Un disco impegnativo quello di Le voci di Gero, nome in codice di Andrea Aloisi, cantautore milanese con le idee chiare e i piedi ben piantati nella tradizione cantautorale, storica e più recente.
Sin dal primo ascolto, “Il colore che non c’è” si rivela essere raccolta densa e pregna di brani pronti a sussegursi nell’emorragia di parole dell’artista meneghino, assolutamente non incline a piegarsi ai tempi brevi della comunicazione moderna ma ben disposto a sfidare l’ascoltatore alla concentrazione più intensa, necessaria per tenere il passo dei testi di Aloisi; la scrittura è magmatica e ricca di buone immagini, anche se forse talvolta non efficacemente supportate dal giusto veicolo melodico: se le parole trovano dei buoni incastri nell’architettura spericolata della parte testuale – a volte spingendosi un po’ troppo oltre rispetto ai canoni delle sezioni auree contemporanee – certo non è merito dell’impianto melodico, che – a parte qualche eccezione, come la più convincente titletrack – rimane spesso orfano dell’originalità necessaria a farsi giusto mezzo di trasporto per il senso letterario (certamente ricercato) del concept dell’album.

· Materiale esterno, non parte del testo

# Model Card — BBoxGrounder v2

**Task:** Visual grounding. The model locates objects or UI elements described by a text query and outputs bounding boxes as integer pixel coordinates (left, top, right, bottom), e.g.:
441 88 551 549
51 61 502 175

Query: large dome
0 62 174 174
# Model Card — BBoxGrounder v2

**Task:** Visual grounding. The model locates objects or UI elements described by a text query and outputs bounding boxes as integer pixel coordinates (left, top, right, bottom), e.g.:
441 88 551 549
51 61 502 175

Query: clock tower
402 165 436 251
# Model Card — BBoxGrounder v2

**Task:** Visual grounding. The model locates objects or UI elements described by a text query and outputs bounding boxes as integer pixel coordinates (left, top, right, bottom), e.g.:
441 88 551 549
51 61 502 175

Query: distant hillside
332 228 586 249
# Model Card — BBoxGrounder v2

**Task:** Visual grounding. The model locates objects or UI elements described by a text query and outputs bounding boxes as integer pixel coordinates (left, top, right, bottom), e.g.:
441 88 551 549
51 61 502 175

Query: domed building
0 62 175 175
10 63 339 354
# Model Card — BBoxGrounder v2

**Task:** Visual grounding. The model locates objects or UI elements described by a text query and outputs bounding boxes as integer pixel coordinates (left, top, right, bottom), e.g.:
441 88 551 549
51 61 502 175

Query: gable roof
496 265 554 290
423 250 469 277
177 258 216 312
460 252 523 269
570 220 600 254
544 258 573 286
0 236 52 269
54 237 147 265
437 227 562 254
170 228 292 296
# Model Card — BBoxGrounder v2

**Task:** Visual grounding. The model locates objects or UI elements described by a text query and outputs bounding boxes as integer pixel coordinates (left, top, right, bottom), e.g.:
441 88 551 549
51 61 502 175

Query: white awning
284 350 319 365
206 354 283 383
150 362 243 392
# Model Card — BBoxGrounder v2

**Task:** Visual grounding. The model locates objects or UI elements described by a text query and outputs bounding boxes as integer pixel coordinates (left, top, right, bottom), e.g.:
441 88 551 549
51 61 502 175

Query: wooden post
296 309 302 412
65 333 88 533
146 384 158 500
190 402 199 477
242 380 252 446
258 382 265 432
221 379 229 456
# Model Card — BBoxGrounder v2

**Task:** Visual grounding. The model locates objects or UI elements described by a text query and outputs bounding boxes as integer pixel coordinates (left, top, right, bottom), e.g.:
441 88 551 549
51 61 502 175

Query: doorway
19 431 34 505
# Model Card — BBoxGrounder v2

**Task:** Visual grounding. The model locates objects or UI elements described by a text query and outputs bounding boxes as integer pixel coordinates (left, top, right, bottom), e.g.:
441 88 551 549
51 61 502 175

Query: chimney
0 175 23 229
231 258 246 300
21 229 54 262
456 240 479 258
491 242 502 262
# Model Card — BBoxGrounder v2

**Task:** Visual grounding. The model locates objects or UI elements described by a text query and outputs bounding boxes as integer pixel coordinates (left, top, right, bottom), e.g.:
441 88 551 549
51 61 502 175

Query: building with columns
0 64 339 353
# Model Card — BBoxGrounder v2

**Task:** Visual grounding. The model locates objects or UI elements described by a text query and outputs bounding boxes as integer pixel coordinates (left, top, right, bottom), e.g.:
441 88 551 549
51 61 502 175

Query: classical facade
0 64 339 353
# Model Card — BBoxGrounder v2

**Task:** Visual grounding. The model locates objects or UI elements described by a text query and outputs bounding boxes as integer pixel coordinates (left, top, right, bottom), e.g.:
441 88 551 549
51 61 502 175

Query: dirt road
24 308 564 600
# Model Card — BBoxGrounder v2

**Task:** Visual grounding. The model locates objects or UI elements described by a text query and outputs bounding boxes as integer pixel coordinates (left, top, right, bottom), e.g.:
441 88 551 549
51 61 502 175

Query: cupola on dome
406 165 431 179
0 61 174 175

Tanta Politica (e quella con P maiuscola, che dovrebbe appartenere a tutti), tanta rabbia, un sacco di amore e chitarre nel nuovo disco di Aloisi, che un po’ ammicca alle tematiche sociali di De Andrè, Lolli e Guccini – risentendo, qua e là , delle influenze melodiche di Battisti e del portamento vocale del Fossati più recente -, e un po’ flirta sornione con le sonorità di Afterhours, Giorgio Canali, Flavio Giurato e altri sopravvissuti della vera scena indie che fu.
Come dice Andrea in “Posto Naturale”, l’amore non è una presa di posizione, ma “Il colore che non c’è” sì: Aloisi tira fuori i cosiddetti e lo fa con tutta la forza che ha, anche se talvolta inciampando nei risvolti di un disco complesso – che a tratti sembra indomabile chimera, anche per il suo creatore -, e che per questo avrebbe forse necessitato di una maggiore cura negli arrangiamenti, da intendersi come viatico di quel bulimico contenuto di cui l’album abbonda.
Nonostante ciò, ben venga il coraggio di una scrittura onesta, sincera e certamente non scontata: dal melting pot dei suoi padri putativi, Aloisi trae fuori qualcosa di diverso, che respira la tradizione ma sembra essere in volenterosa ricerca di una propria identità .
Insomma, si aspettano conferme di una partenza che non possiamo che che considerare – al di là di qualche neo – ottima prova di volo.